Elle est donc impériale, si, si, quasiment moche dans le lointain suranné d'une campagne nulle et crasse, toujours humide et en dessous des 10 degrés, il faut qu'elle fuie, me disais-je, ce qu'elle fit, allant en ville et trouvant là un écrin meilleur, parfois même beau, mais bon, je me retournais vers moi-même, pendant la première bobine, quittant les yeux de l'écran, pour les tourner vers moi-même et me dire : "C'est encore loin, le Danemark ?", ce à quoi, après un moment d'hésitation, juste pour me/te faire un peu râler en silence, pour la forme quoi, je répondis : "Ben ouais... Écho radar sur Yankee Bravo". De nouveau moi-même sur le siège impair, je me dis, à peine pour rire, et l'œil gauche embué : "Ça irait quand même plus vite en missile".
Ça crevait, ça sentait la pharmacie me disais-je, ça puait l'envie de la plongée en campagne. Telle une Eve Angeli (Devo m'a obliger, ne corrige pas non plus cette faute petit Marquis) ou un Jean-Claude Van Damme déconnant du corps et de la bouche, mais dont l'œil, et même les deux, profondément brechtien (tout comme moi), criait le désespoir du lapin-rabbit cerné par les chiens, elle était coincée aussi ; et donc, moi, sans même me poser la question, je me consubstantiationnais à elle immédiatement. Elle sortit du film et je fus elle à sa place, transformant le film en mascarade de rien et de tout, en spectacle pornographique de l'âme, du sentiment et du cœur. Oui mais, au moment où nous échangions tranquillement nos places, comme si nous marchions l'un vers l'autre, dans cet instant assez proche de l'éternité (non c'est connoté ; plutôt "de la suspension"), nous nous vîmes, nous regardâmes, et mieux, acceptâmes de concert notre sort. Elle anonymat et liberté, moi la mort. À équidistance de ce qui allait devenir son siège et de ce qui allait devenir ma collure définitive, à ce moment précis, et là le terme n'est pas galvaudé, à cette "instant", nous avons su le Danemark. Neo. Logos.
(Ouais, ouais, mais jocko-homo en même temps, ça compte pas, c'est comme chez Blier, une espèce de pudeur... Hihihi....) Quoi qu'il en soit, son jean toucha le tissus ignifugé.
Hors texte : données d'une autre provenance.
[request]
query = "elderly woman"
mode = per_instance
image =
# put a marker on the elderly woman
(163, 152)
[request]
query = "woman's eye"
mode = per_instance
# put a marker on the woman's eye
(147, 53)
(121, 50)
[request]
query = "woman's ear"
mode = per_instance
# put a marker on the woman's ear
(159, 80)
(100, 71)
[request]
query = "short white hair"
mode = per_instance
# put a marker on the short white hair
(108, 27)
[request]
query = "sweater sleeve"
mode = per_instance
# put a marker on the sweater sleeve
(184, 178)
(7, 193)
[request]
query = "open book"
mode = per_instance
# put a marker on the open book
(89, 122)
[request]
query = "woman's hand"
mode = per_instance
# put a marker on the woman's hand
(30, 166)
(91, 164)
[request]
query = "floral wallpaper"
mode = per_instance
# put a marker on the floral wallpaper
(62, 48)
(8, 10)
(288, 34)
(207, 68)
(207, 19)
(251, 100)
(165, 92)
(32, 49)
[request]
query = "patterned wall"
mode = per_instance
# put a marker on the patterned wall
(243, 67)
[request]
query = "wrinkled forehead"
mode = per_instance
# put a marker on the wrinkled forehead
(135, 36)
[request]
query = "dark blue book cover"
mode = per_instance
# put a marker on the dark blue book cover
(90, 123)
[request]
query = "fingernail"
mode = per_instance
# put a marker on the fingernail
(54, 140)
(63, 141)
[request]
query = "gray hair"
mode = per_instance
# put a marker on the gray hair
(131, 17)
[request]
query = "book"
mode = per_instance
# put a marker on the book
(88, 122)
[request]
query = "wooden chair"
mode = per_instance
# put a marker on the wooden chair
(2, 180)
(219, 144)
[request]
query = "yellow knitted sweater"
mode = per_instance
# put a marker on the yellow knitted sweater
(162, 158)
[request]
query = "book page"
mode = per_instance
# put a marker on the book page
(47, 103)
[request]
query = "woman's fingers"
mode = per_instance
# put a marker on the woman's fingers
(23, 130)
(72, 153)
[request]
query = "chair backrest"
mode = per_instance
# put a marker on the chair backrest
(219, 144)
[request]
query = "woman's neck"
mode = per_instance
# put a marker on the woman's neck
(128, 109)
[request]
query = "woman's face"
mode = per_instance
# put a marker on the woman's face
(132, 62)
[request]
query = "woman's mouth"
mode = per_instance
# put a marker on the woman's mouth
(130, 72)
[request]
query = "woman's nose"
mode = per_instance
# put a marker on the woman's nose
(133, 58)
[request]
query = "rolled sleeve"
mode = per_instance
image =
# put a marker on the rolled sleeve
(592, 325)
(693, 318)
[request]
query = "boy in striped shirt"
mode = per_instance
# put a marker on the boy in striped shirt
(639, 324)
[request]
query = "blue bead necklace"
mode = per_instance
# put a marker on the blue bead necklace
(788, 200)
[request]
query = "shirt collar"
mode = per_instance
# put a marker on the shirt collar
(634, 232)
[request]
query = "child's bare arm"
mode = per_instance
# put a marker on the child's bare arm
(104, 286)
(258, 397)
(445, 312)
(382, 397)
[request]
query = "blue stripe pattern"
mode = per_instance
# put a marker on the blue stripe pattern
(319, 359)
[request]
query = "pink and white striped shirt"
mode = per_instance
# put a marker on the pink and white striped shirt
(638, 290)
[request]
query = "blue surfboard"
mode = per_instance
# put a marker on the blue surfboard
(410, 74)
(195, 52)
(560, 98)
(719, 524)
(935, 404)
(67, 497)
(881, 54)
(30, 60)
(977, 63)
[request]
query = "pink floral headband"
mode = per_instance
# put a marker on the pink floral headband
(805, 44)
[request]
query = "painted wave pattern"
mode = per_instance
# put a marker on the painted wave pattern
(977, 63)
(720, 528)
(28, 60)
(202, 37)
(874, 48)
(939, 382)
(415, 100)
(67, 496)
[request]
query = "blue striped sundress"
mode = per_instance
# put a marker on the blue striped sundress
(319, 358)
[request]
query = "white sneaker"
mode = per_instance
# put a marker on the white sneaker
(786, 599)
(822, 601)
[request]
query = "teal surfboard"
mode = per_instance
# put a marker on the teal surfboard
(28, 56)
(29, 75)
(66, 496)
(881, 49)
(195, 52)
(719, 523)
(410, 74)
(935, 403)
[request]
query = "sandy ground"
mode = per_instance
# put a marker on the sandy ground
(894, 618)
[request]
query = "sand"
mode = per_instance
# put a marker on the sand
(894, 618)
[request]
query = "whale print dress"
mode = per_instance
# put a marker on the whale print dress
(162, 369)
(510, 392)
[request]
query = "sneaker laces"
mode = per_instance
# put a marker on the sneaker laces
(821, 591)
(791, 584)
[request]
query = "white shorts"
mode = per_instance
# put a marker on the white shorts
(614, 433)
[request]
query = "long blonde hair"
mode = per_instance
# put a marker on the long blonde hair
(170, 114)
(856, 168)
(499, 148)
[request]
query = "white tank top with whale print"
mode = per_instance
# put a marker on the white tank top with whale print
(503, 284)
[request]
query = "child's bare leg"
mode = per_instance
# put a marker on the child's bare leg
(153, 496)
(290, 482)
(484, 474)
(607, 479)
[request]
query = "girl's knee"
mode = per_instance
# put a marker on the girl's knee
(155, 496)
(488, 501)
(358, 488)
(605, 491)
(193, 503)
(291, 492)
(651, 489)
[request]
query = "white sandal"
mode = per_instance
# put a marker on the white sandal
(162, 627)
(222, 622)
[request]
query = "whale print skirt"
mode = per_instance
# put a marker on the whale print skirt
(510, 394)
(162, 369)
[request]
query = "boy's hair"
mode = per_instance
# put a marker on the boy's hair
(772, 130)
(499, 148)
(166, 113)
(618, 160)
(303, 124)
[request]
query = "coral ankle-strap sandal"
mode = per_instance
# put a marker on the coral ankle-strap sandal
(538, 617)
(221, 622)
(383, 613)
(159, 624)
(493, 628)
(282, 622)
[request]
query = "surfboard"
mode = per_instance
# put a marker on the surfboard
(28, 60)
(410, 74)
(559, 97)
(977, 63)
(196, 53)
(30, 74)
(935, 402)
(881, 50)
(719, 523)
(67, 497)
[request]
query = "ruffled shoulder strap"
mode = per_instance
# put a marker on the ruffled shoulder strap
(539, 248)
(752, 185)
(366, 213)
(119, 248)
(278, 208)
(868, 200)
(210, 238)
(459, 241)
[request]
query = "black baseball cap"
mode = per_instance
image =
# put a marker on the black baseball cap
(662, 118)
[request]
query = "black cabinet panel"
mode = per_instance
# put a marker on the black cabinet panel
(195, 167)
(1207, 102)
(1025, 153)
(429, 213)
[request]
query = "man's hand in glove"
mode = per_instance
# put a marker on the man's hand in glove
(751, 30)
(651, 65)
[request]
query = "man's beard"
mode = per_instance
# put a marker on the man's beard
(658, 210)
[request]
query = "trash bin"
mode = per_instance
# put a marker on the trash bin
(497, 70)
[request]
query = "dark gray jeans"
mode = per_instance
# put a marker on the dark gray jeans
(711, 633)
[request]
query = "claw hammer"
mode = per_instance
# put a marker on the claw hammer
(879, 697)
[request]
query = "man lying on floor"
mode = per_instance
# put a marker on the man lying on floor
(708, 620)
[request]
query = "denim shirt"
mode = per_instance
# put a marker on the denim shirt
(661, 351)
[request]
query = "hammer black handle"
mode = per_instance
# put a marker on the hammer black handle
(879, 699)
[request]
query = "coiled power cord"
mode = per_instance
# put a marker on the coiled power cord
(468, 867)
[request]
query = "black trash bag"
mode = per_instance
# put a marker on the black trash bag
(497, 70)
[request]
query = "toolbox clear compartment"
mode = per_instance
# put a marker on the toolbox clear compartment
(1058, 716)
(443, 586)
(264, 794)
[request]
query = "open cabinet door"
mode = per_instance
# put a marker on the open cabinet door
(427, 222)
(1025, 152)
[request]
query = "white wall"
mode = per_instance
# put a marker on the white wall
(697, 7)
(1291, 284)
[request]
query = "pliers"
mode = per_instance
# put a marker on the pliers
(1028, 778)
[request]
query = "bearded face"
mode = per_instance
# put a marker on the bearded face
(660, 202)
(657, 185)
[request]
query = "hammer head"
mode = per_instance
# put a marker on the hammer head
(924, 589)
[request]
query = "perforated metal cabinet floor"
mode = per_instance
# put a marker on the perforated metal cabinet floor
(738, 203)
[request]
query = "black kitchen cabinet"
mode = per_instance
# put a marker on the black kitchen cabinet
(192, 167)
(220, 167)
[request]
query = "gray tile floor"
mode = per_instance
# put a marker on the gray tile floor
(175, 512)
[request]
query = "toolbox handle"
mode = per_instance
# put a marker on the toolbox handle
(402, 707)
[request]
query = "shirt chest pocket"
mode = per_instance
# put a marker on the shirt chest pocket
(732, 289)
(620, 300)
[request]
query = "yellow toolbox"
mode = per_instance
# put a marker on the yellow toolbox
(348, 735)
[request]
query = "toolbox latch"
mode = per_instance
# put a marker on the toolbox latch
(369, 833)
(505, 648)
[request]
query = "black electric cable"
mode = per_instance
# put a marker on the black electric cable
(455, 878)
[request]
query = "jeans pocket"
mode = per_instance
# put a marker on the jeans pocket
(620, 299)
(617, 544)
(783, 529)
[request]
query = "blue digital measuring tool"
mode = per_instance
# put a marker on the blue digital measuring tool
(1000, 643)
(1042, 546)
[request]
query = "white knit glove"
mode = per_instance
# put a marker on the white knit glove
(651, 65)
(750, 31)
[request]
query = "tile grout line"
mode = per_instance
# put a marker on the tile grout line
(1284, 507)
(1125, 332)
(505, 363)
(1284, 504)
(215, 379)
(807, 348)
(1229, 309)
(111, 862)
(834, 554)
Hors de portée du grand capital, ouf !

Je savais qu'ils allaient la re-balancer en Province, sans rien dire, sans rien faire sinon étirer le parcours de vulgarité fausse-danoise, lourde comme un ferrero-rocher, lourde comme la copine mi-satan-agent-des-ricains (c'est pour les alter, ça m'intéresse pas) mi-vraie-perdue mais rien n'allait au bout. À part moi, le spectateur, essentiellement membre de la rédaction de FouFouFilm,et en même temps pas du tout, (le monde des spectateurs et/ou le monde tout court doivent être contenus, d'une manière ou d'une autre, dans l'espace géographique de leur salle de rédaction, ce n'est pas possible sinon), avec ses autres copains spectateurs interchangeables de s'apprêter à souiller la belle, ne sachant pas que c'était moi, bien sûr. Avant que le premier (centimètre) cube ne m'atteigne, je savais que le petit bout de beauté ça et là de cet espace-temps voyageait déjà vers le passé, dans le cosmos en direction de la planète Xénon, et que bientôt, dans le futur et quelques dizaines d'années, des extra-terrestres entérineraient mon sacrifice sur leur gros télescope. La beauté était conservée, par mon œil d'abord, puis par l'échange des places. Allez-y, balancez la purée, et comme je l'avais pressenti au bruit du moteur qui repartait (moteur dans la petite chapelle, hi-hi !), je n’entendais plus, déjà en mode martyr franciscain, mais je savais ce qu'ils disaient : "Au nom de la Lutte contre le Grand Satan Américain, nous, européens de Pure Race, ordonnons au Jésus Véritable de crucifier ce spectateur, d'accepter cette offrande de sang, au nom du combat contre le grand satan américain [Ils le dirent sans majuscules la deuxième fois], contre lequel il faudra tout faire, et que nous combattrons, etc. Blah, blah… LE FEU PAR LE FEU!" Ça y est, nous y sommes. Le feu par le feu mais en smoking et en se contrôlant. C'est l'Ambassadeur qui avait raison, me dis-je une dernière fois (8, ça suffit), tandis que je mourais. L'arrêt des signes vitaux fut court mais terrible.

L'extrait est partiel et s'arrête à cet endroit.